National Public Health Week: The Health Impacts of Indoor Air Quality

What is indoor air quality, and what causes poor indoor air quality?

This week is National Public Health Week, an initiative of the American Public Health Association. Running from April 2 to April 6, the event encourages Americans to make choices that will help create a healthier version of themselves and their communities, with the goal of making the United States the healthiest nation in one generation. Wednesday focuses on environmental health, and indoor air quality (IAQ) is an environmental health concern that often gets sidelined among other environmental concerns. 

Many are unaware of the potential negative health impacts of poor IAQ. According to the Environmental Protection Agency (EPA), IAQ refers to the air quality within and around buildings and structures, especially as it relates to the health and comfort of building occupants. Currently, indoor air pollution is ranked by the EPA as one of the top five environmental risks to public health.

Some common indoor air pollutants that threaten indoor air quality include: lead, dust mites, mold, radon, pests, carbon monoxide, pet dander, mold, and second hand smoke. To make matters worse, climate change, including increased humidity and precipitation, can exacerbate indoor air pollution by promoting mold growth indoors and increasing dust mites, bacteria, and other bio contaminants.

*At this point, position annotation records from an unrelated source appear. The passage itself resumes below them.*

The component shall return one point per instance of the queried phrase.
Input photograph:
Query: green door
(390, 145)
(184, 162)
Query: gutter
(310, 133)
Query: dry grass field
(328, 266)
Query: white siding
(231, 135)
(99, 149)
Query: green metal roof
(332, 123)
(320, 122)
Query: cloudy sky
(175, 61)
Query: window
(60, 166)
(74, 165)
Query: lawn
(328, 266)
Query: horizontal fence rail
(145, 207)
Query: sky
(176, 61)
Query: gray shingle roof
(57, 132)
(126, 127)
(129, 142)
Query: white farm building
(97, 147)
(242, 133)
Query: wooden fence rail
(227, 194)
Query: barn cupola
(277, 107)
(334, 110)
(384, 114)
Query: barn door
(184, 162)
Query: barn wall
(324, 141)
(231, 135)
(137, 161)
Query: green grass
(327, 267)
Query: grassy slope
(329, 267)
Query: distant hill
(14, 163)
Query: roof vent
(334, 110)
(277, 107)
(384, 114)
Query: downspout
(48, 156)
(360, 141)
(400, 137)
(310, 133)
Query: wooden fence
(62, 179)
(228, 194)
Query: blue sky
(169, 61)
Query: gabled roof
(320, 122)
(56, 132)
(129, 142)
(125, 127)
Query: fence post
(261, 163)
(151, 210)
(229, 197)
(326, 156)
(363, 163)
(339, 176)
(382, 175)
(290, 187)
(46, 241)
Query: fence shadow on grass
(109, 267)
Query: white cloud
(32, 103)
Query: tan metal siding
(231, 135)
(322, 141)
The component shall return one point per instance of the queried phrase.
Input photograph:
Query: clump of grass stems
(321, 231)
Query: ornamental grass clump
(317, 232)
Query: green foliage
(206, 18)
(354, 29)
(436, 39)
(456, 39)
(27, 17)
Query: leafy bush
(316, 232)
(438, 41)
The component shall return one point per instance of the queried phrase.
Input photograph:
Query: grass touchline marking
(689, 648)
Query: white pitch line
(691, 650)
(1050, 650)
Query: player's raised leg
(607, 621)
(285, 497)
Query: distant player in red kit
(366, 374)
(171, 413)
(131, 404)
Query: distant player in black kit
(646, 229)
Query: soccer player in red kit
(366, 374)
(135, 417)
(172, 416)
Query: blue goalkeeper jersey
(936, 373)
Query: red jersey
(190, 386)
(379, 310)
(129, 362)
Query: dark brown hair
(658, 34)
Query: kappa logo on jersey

Indoor air pollutants can cause immediate effects, such as irritation of the eyes, nose, and throat, headaches, dizziness, fatigue, and aggravated or worsened asthma symptoms among asthmatics. Long-term effects are also possible, due to chronic exposure to indoor air pollutants. These effects may include respiratory diseases, heart disease, and cancer.

 

Who is at a higher risk?

Almost anyone can be at risk for indoor air pollution depending on their preexisting health conditions and the buildings they reside in, especially because people spend up to 90% of their time indoors.

In particular, children are at a higher risk for developing the negative health effects of indoor air pollution due to the amount of time they spend in school buildings. The schools present a heightened risk as they often suffer from poor IAQ due to old age and lack of funding to address indoor environmental issues, creating a nationwide challenge. Children specifically are more susceptible to this risk as their bodies are still developing, and it is physically more difficult for children to process toxins as adults do. In addition, children are more sensitive to exposures, and they also experience greater exposures: they breathe, eat, and drink more relative to their size than adults do, and they play closer to the ground, exhibit more hand-to-mouth activity, and are less able to identify and protect themselves from potential hazards.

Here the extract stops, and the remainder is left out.